In those distant days, 40 long years ago, academic freedom was at its zenith, as was intellectual diversity. More importantly, the people who ran universities did not regard themselves as political activists or social engineers.
Perhaps I am naive, but I think there is a chance that the academic Left’s deranged response to the October 7 attacks on Israel — their reckless jumping of the shark with overt celebrations of terrorism and anti-Semitism — may finally have roused the complacent from their torpor. If donors to these institutions continue to revolt, as they are doing in the U.S., campuses may be forced to change course.
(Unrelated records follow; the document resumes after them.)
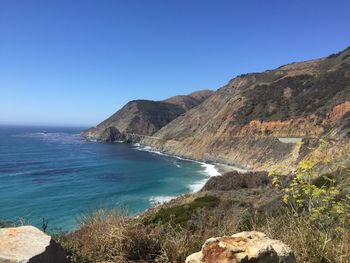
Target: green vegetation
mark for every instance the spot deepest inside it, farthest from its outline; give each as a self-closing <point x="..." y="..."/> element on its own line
<point x="310" y="212"/>
<point x="181" y="214"/>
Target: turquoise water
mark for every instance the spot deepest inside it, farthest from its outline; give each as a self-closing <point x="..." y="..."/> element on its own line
<point x="59" y="176"/>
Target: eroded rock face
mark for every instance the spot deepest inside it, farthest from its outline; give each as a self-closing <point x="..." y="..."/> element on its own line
<point x="243" y="247"/>
<point x="29" y="244"/>
<point x="241" y="123"/>
<point x="145" y="117"/>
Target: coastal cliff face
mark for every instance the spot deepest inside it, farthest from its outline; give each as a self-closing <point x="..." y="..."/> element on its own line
<point x="258" y="119"/>
<point x="144" y="117"/>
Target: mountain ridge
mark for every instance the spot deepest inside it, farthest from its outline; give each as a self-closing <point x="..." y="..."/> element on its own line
<point x="258" y="119"/>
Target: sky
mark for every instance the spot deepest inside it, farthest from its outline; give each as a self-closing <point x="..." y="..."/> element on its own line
<point x="75" y="62"/>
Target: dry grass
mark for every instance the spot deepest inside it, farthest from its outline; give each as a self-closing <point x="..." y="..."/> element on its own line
<point x="108" y="236"/>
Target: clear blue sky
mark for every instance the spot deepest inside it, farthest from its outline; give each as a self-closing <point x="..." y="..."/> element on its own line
<point x="77" y="61"/>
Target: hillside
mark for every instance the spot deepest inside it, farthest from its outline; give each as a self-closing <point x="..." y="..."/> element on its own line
<point x="258" y="119"/>
<point x="144" y="117"/>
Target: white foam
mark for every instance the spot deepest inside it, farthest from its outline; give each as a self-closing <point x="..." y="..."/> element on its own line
<point x="156" y="200"/>
<point x="197" y="186"/>
<point x="210" y="169"/>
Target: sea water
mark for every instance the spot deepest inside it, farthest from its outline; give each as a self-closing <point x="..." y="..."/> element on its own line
<point x="51" y="173"/>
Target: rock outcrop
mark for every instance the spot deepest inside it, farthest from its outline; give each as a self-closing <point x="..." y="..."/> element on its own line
<point x="29" y="244"/>
<point x="241" y="248"/>
<point x="243" y="122"/>
<point x="144" y="117"/>
<point x="254" y="121"/>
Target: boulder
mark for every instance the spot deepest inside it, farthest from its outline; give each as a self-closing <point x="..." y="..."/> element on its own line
<point x="243" y="247"/>
<point x="29" y="244"/>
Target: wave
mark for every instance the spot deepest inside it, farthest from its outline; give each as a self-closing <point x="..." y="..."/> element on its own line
<point x="156" y="200"/>
<point x="209" y="169"/>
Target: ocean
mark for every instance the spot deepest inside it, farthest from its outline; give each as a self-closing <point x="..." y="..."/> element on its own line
<point x="51" y="173"/>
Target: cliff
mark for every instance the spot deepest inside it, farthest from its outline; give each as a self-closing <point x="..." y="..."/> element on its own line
<point x="144" y="117"/>
<point x="256" y="120"/>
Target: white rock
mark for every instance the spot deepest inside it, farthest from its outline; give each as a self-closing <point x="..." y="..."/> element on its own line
<point x="243" y="247"/>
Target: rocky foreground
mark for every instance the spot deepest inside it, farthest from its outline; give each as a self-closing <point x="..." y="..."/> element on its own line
<point x="28" y="244"/>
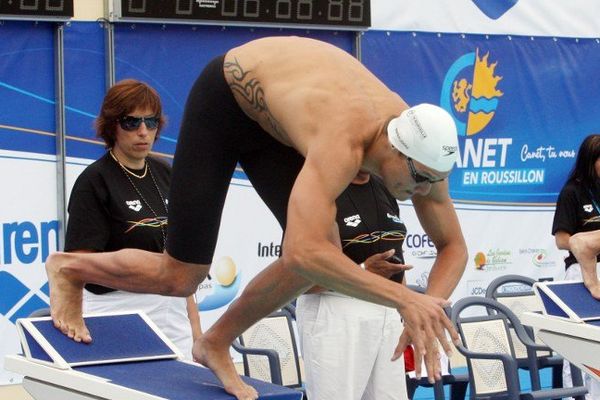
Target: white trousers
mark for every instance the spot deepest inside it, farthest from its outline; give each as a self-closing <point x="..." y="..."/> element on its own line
<point x="168" y="313"/>
<point x="592" y="385"/>
<point x="347" y="346"/>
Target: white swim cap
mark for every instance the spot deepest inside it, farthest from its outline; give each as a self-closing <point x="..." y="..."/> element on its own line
<point x="427" y="134"/>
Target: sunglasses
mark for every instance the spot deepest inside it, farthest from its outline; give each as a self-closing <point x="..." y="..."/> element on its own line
<point x="130" y="123"/>
<point x="417" y="176"/>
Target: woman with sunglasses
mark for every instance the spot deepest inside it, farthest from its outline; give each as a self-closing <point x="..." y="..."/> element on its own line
<point x="120" y="201"/>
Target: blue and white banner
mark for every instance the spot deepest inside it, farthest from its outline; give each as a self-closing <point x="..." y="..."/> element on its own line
<point x="554" y="18"/>
<point x="521" y="105"/>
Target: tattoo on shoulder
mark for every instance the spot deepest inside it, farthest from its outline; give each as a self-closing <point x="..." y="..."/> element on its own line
<point x="251" y="91"/>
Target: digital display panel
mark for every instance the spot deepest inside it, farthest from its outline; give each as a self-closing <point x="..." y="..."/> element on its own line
<point x="323" y="13"/>
<point x="36" y="9"/>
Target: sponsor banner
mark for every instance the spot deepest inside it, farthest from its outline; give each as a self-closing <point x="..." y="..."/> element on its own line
<point x="515" y="17"/>
<point x="521" y="106"/>
<point x="28" y="234"/>
<point x="496" y="243"/>
<point x="249" y="240"/>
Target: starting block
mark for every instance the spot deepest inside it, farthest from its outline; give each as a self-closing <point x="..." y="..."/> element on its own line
<point x="129" y="359"/>
<point x="570" y="323"/>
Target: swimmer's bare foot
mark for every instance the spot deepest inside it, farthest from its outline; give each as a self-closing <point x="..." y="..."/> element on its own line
<point x="217" y="358"/>
<point x="66" y="298"/>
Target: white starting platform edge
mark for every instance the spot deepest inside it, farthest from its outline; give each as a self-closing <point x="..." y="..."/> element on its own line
<point x="570" y="323"/>
<point x="128" y="359"/>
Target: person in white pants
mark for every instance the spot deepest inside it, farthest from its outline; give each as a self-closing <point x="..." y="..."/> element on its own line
<point x="347" y="344"/>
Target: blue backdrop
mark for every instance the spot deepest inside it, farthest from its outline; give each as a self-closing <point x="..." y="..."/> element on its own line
<point x="522" y="105"/>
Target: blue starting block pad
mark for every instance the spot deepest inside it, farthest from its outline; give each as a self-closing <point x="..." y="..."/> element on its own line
<point x="570" y="323"/>
<point x="569" y="300"/>
<point x="129" y="359"/>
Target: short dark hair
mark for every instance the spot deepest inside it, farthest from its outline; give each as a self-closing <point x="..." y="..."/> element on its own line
<point x="121" y="99"/>
<point x="584" y="170"/>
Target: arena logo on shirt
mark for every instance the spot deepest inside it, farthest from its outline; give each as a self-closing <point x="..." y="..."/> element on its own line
<point x="353" y="220"/>
<point x="135" y="205"/>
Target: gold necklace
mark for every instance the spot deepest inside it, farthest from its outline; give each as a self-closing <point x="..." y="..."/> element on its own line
<point x="139" y="193"/>
<point x="127" y="169"/>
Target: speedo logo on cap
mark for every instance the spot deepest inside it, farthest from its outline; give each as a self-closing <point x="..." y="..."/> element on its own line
<point x="450" y="150"/>
<point x="413" y="118"/>
<point x="399" y="138"/>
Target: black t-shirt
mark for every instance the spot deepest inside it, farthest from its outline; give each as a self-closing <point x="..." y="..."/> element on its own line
<point x="577" y="210"/>
<point x="369" y="222"/>
<point x="106" y="212"/>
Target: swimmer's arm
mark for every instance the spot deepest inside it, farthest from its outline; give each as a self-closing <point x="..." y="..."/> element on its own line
<point x="561" y="238"/>
<point x="439" y="220"/>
Ultimately, western civilisation will be rescued from the mind virus of wokeism only if we are as organised as the Left has been for years.
The grim alternative is that every institution eventually succumbs to the motley pathologies of anti-racism, trans activism and Islamism that travel in the Trojan horse marked Equality, Diversity and Inclusion.
Niall Ferguson is the Milbank Family Senior Fellow at the Hoover Institution, Stanford, and a columnist for Bloomberg Opinion. He is a founding trustee of the University of Austin and speaker at the inaugural ARC conference on Monday.